By Lark Weller, National Park Service, Water Quality Coordinator
Photos by Roger Luteyn

What are the things that matter most to you? What gives your life meaning?

My guess is your answers have to do with those things, people, and events that pull your attention away from the superficial “to do” list of your day-to-day obligations and help you focus your thoughts and energy on things other than you: a powerful social moment or cause, the children in your community and life.

In the National Park Service, we say we’re in “the Forever Business.” This is catchy and sounds inspiring, right? But what does it really mean? The Forever Business, by definition, focuses on what is beyond me, you, us. We won’t be here forever. But, if we are careful stewards of our beloved and essential resources, we hope they will be.

Thinking beyond our own lives, then actually taking action in service of protecting something forever, in the midst of the bustle and noise of our culture, can be a bit disconcerting. Protecting a precious resource for “forever” is so at odds with the ephemeral nature of this culture that it can make one feel nearly schizophrenic.

Perhaps that is why the national parks are called “America’s Best Idea.” After all, any idea that helps us focus on something other than the insatiable appetite of our “now, now, now; more, more, more” culture seems fairly radical, refreshing, and downright genius.

When the franticness of daily life has worn me thin, I am grateful for those places, people, movements, and moments that call on me to remember something bigger, something that will live far beyond me, and something to which I really don’t matter. In my own life, I am thankful for—and need—reminders that my day-to-day stresses are usually that: day-to-day. I’ll have them every day, and new ones will appear tomorrow. In the grand scheme—the forever business—of life and rivers, they truly do not matter.

The National Park Service works to protect the Mississippi River so it can continue to serve a refreshing, curative, grounding role in your life and in the life of our environment, community, and world.

So, now, I wonder: how could our lives be reframed so we appreciate daily the salutary gifts of the beautiful Mississippi River? How could our lives more intentionally contribute to the “forever business” of preserving the Mississippi River’s restorative powers?

It is a privilege to work to protect the Mississippi River, which gives us so much.
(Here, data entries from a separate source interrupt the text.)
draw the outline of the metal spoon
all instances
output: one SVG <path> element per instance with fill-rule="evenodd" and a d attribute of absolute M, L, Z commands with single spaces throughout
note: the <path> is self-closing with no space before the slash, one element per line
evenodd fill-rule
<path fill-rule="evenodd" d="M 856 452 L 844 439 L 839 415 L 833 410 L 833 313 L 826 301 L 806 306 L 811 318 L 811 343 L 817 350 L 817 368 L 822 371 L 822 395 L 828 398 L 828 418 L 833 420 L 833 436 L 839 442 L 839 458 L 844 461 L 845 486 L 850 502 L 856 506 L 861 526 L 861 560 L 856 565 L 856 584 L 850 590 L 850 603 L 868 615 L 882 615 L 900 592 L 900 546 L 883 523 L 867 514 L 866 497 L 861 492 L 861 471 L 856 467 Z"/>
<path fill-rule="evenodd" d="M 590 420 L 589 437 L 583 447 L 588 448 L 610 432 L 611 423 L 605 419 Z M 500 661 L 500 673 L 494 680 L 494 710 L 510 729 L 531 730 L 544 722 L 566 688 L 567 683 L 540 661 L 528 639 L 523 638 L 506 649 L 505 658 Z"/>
The river provides our drinking water and carries away our waste. It provides habitat to diverse wildlife and gives people recreational respite from the bustling cities that thrive on its banks. We need the river, and it needs our stewardship in exchange.

To protect the Mississippi “forever,” we’ll need your help. Won’t you take a step back from your busy to-do list and join us in the Forever Business?  A remarkable river awaits you!